When I think about people’s desire to feel powerful, I usually think about people being driven to achieve. But a recent conversation made me realize that power can actually drive people the opposite way.
This woman definitely has a strong need for power. She is well-educated, and has taken every opportunity to get a wealth of experience. She’s one of those people who does professional reading for fun. She’s a hard-worker, and is respected in her workplace. She wants to be the best that she can be.
Her problem? Her dream job had come open. What? How could this possibly be a problem?
She explained that she really loved her current job, and felt she was doing important work. What if she left that position, only to find that her dream job wasn’t such a dream? The new job would most certainly be a challenge – what if she got in over her head?
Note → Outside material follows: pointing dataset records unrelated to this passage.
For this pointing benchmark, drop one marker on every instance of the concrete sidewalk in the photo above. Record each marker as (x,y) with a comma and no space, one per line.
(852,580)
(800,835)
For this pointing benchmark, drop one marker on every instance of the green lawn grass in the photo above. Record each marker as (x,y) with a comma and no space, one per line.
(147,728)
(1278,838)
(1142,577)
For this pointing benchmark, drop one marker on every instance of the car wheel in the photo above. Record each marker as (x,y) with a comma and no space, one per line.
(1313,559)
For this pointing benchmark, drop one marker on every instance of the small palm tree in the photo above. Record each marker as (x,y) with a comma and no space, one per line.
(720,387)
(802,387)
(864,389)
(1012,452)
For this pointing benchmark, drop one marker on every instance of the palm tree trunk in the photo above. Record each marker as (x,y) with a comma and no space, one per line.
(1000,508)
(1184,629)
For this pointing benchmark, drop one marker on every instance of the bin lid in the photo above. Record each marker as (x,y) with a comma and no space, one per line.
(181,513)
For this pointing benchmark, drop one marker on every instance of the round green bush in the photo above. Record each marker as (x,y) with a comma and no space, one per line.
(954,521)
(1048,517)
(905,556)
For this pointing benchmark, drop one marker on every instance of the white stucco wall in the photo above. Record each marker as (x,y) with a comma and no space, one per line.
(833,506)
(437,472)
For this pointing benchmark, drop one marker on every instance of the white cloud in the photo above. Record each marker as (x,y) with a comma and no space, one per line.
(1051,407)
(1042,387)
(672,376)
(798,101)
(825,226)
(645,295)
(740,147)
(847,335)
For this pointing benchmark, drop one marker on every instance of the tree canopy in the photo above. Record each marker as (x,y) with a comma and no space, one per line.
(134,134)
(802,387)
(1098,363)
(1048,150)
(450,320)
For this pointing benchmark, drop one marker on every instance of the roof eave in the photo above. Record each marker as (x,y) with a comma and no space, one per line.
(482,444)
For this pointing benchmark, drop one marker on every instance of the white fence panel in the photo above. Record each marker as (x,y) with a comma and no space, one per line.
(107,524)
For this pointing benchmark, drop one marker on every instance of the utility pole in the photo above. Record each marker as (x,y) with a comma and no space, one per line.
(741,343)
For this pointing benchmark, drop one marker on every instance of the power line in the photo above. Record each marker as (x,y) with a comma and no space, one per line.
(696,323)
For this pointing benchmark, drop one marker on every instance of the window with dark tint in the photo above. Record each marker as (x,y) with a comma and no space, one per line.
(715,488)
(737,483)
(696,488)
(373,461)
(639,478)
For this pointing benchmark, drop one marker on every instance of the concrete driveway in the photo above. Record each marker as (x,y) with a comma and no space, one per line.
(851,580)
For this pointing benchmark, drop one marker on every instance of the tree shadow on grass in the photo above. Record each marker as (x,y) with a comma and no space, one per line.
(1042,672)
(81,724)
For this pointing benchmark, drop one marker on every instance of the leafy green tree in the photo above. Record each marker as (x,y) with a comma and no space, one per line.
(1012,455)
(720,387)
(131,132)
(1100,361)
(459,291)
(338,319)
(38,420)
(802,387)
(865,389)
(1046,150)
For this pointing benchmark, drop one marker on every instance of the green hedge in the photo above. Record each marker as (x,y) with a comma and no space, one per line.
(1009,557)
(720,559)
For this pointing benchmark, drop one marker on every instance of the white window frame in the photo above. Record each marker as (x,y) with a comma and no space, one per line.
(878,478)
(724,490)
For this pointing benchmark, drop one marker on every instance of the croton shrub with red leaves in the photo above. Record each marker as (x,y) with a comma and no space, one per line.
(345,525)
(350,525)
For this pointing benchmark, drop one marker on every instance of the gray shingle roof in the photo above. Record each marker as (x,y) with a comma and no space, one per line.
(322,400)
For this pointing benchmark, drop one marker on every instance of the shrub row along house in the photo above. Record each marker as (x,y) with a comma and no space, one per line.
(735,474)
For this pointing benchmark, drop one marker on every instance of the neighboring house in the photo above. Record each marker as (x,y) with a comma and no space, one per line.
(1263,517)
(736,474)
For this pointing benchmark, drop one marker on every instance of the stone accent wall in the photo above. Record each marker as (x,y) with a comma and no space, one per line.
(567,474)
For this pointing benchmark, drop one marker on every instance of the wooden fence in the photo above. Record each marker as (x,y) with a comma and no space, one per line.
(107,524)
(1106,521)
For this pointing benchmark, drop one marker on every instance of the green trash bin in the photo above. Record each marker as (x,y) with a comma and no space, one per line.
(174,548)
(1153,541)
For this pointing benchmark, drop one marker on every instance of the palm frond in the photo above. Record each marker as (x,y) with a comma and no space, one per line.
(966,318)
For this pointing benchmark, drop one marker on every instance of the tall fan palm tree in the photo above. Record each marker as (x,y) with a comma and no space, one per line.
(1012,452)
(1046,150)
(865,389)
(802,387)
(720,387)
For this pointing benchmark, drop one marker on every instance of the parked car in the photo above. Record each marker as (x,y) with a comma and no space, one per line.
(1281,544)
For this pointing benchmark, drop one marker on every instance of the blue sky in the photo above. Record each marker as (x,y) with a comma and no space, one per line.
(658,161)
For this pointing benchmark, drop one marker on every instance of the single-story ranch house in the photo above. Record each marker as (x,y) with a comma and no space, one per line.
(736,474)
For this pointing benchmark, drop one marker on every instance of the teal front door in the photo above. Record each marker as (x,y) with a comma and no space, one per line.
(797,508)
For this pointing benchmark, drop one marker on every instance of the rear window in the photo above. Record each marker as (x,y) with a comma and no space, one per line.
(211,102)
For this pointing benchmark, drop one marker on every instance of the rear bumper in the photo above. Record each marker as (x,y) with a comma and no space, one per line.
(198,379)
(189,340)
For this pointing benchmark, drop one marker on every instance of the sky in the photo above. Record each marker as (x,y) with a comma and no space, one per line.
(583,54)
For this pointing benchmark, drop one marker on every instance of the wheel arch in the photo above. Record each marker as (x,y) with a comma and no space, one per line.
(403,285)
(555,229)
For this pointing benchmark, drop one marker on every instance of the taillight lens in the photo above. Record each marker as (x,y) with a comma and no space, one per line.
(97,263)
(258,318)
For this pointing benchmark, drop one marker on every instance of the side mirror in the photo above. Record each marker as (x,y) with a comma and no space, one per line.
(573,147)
As we talked, I realized that her need for power might actually be leading her to underachieve. She felt competent in her current position, but the fear that she would lose that feeling in a new position was paralyzing her.
It made me think about some of my students that I have seen as unmotivated and not caring about school. Is it possible that I’ve got it completely wrong? Perhaps for some of these kids, it’s not that they don’t care about achieving, but, in fact, that they care so much that they are afraid to try and fail? Does their desire to feel powerful actually keep them from taking chances?
Behaviour can truly be deceiving. We can never really know what is going on inside of a person that is driving their decisions – until we ask and listen.
And then, we may have the opportunity to help someone with what they are truly struggling with.